Handling cluster state when network partitions occur
brian.stansberry Aug 29, 2007 3:13 PMForum thread to capture some thoughts from a phone discussion today and to continue the conversation. Topic is how stateful clustered applications should deal with network partitions. See necessary background reading at http://www.jgroups.org/javagroupsnew/docs/manual/html/user-advanced.html#d0e2915 for an overview of the problem.
For discussion brevity, I'll refer to 3 of the ideas mentioned in the JGroups doc by shorted:
1) "Merge state". Discussed in 5.6.1 -- JGroups user manages a process to merge the state from the merging partitions.
2) "Primary partition". Discussed in 5.6.2. Nodes that realize upon merge that they weren't in the primary partition flush their state, ensuring that state must be reacquired from a shared persistent store.
3) "Read-only". Nodes realize at the time the partition occurs that they are not in the primary partition, and shift into read-only mode, throwing exceptions if an attempt is made to write. When the partition heals, they get the current state from the primary partition.
Some things mentioned in the discussion today:
* Using timestamps for "merge state" is problematic due to clock synchronization and clock granularity issues.

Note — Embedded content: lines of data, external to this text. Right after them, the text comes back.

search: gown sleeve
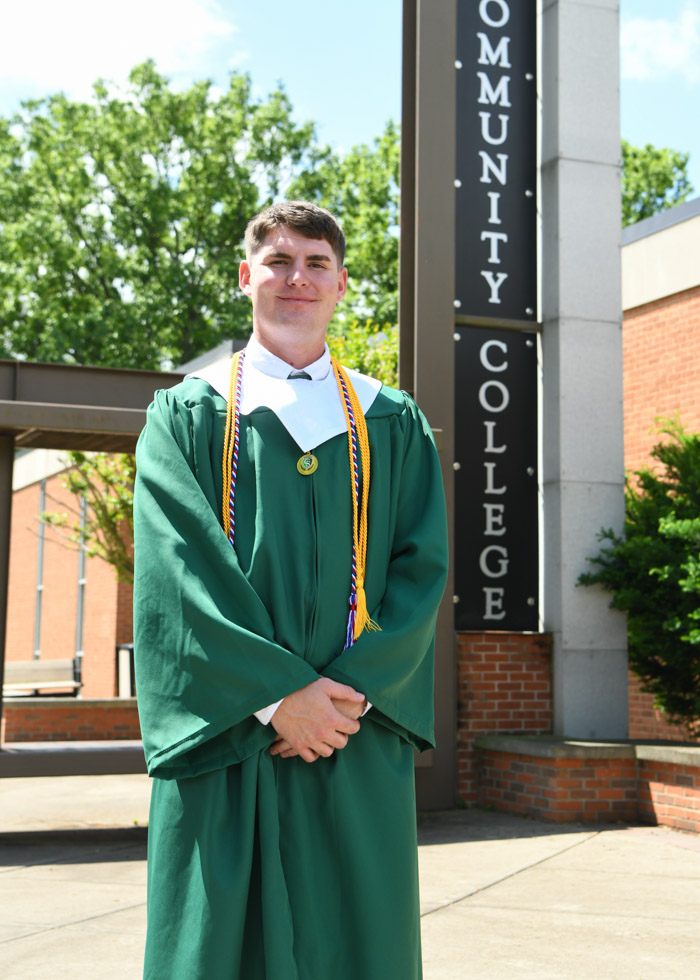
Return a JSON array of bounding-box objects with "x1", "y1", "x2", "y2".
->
[
  {"x1": 134, "y1": 391, "x2": 319, "y2": 778},
  {"x1": 324, "y1": 395, "x2": 448, "y2": 751}
]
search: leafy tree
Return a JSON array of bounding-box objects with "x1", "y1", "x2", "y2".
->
[
  {"x1": 328, "y1": 320, "x2": 399, "y2": 388},
  {"x1": 579, "y1": 422, "x2": 700, "y2": 734},
  {"x1": 622, "y1": 140, "x2": 693, "y2": 227},
  {"x1": 289, "y1": 122, "x2": 400, "y2": 324},
  {"x1": 0, "y1": 62, "x2": 328, "y2": 368},
  {"x1": 41, "y1": 452, "x2": 136, "y2": 582}
]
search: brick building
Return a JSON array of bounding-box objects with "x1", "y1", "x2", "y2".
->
[
  {"x1": 2, "y1": 199, "x2": 700, "y2": 788},
  {"x1": 622, "y1": 198, "x2": 700, "y2": 738},
  {"x1": 6, "y1": 449, "x2": 132, "y2": 699}
]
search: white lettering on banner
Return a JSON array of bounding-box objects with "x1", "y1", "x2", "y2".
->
[
  {"x1": 484, "y1": 462, "x2": 508, "y2": 493},
  {"x1": 476, "y1": 0, "x2": 512, "y2": 306},
  {"x1": 479, "y1": 339, "x2": 510, "y2": 621},
  {"x1": 479, "y1": 112, "x2": 510, "y2": 146},
  {"x1": 481, "y1": 269, "x2": 508, "y2": 303},
  {"x1": 479, "y1": 340, "x2": 508, "y2": 376},
  {"x1": 479, "y1": 0, "x2": 510, "y2": 27},
  {"x1": 481, "y1": 231, "x2": 508, "y2": 265},
  {"x1": 479, "y1": 381, "x2": 510, "y2": 412},
  {"x1": 479, "y1": 544, "x2": 508, "y2": 578},
  {"x1": 476, "y1": 31, "x2": 510, "y2": 68},
  {"x1": 479, "y1": 150, "x2": 508, "y2": 186},
  {"x1": 476, "y1": 71, "x2": 511, "y2": 109},
  {"x1": 482, "y1": 586, "x2": 506, "y2": 619},
  {"x1": 484, "y1": 420, "x2": 508, "y2": 453}
]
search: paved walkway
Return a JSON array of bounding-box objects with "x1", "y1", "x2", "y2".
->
[{"x1": 0, "y1": 776, "x2": 700, "y2": 980}]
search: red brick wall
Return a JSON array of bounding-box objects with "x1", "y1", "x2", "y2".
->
[
  {"x1": 622, "y1": 286, "x2": 700, "y2": 472},
  {"x1": 629, "y1": 671, "x2": 700, "y2": 742},
  {"x1": 5, "y1": 475, "x2": 133, "y2": 698},
  {"x1": 479, "y1": 750, "x2": 637, "y2": 823},
  {"x1": 2, "y1": 698, "x2": 141, "y2": 742},
  {"x1": 457, "y1": 631, "x2": 552, "y2": 804},
  {"x1": 639, "y1": 759, "x2": 700, "y2": 833}
]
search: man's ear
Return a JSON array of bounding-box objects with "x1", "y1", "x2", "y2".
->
[
  {"x1": 238, "y1": 259, "x2": 252, "y2": 296},
  {"x1": 337, "y1": 266, "x2": 348, "y2": 302}
]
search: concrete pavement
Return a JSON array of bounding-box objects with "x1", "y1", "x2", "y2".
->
[{"x1": 0, "y1": 775, "x2": 700, "y2": 980}]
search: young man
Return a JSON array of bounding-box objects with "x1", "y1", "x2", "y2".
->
[{"x1": 135, "y1": 202, "x2": 447, "y2": 980}]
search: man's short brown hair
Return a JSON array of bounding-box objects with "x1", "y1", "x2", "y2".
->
[{"x1": 245, "y1": 201, "x2": 345, "y2": 268}]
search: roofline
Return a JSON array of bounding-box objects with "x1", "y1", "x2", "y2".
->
[{"x1": 622, "y1": 197, "x2": 700, "y2": 245}]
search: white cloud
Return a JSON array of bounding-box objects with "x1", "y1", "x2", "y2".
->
[
  {"x1": 0, "y1": 0, "x2": 236, "y2": 102},
  {"x1": 620, "y1": 3, "x2": 700, "y2": 83}
]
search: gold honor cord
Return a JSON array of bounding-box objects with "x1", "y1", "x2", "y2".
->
[
  {"x1": 331, "y1": 357, "x2": 380, "y2": 639},
  {"x1": 221, "y1": 351, "x2": 381, "y2": 640}
]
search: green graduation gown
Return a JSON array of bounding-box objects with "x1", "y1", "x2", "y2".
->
[{"x1": 135, "y1": 379, "x2": 447, "y2": 980}]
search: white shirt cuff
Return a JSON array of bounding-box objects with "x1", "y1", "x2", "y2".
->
[{"x1": 253, "y1": 698, "x2": 284, "y2": 725}]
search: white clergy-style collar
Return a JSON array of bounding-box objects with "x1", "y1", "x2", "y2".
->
[
  {"x1": 187, "y1": 337, "x2": 382, "y2": 452},
  {"x1": 245, "y1": 337, "x2": 331, "y2": 381}
]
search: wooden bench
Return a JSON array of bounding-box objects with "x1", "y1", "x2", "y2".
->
[{"x1": 2, "y1": 660, "x2": 82, "y2": 698}]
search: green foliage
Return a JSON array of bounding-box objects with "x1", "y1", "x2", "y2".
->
[
  {"x1": 622, "y1": 140, "x2": 693, "y2": 228},
  {"x1": 42, "y1": 452, "x2": 136, "y2": 582},
  {"x1": 289, "y1": 122, "x2": 401, "y2": 323},
  {"x1": 0, "y1": 62, "x2": 319, "y2": 368},
  {"x1": 579, "y1": 422, "x2": 700, "y2": 734},
  {"x1": 0, "y1": 62, "x2": 399, "y2": 368},
  {"x1": 328, "y1": 320, "x2": 399, "y2": 388}
]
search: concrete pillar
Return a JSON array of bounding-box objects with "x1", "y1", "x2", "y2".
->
[
  {"x1": 0, "y1": 435, "x2": 15, "y2": 736},
  {"x1": 542, "y1": 0, "x2": 628, "y2": 738}
]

* "Merge state" is tricky for PojoCache, because the stored pojo doesn't have a natural timestamp or counter that can be used to determine which state to retain. JBC/PojoCache can compare state between nodes, but if there is a conflict there probably needs to be a callback to the application to allow it to decide what to do.
* "Merge state" is more useful to http sessions that don't use FIELD granularity (i.e. don't use PojoCache). Web sessions are supposed to be managed by only one node, so the difficulty of deciding which node's state is correct is reduced. The stored sessions have a timestamp and counter stored in the root node for the sessions subtree. If JBC provided a callback to the JBossCacheManager, the JBCM could easily determine which server's data to retain for each session. Bela pointed out that this reconciliation process could also be done "off-line" via a special service that multiplexes on the cache's channel -- i.e. JBC doesn't have to be directly involved.
* "Read-only" is a possible option for some webapps that don't mind throwing exceptions. E.g. a blog site wants people to be able to continue reading the blog, and doesn't mind if update functions are disrupted during the network partition.
* Entity caching is a tough problem. At first, something like the "primary partition" approach seems good; just dump cached state when the merge occurs and force Hibernate to repopulate the cache from the db. Problem is that during the partition itself the caches can become invalid. Two sub-partitions of {A, B, C} and {D, E} will not know about each others' updates, and thus Hibernate can read stale data from the cache. Variations on the "read-only" approach where {D, E} no longer provides cached data don't solve the problem, as Hibernate on D or E can still update the database, in which case the {A, B, C} caches are invalid.
For this kind of situation, having the application become unavailable on {D, E} is something we need to consider.
This is just a quick summary; I'm sure I missed stuf.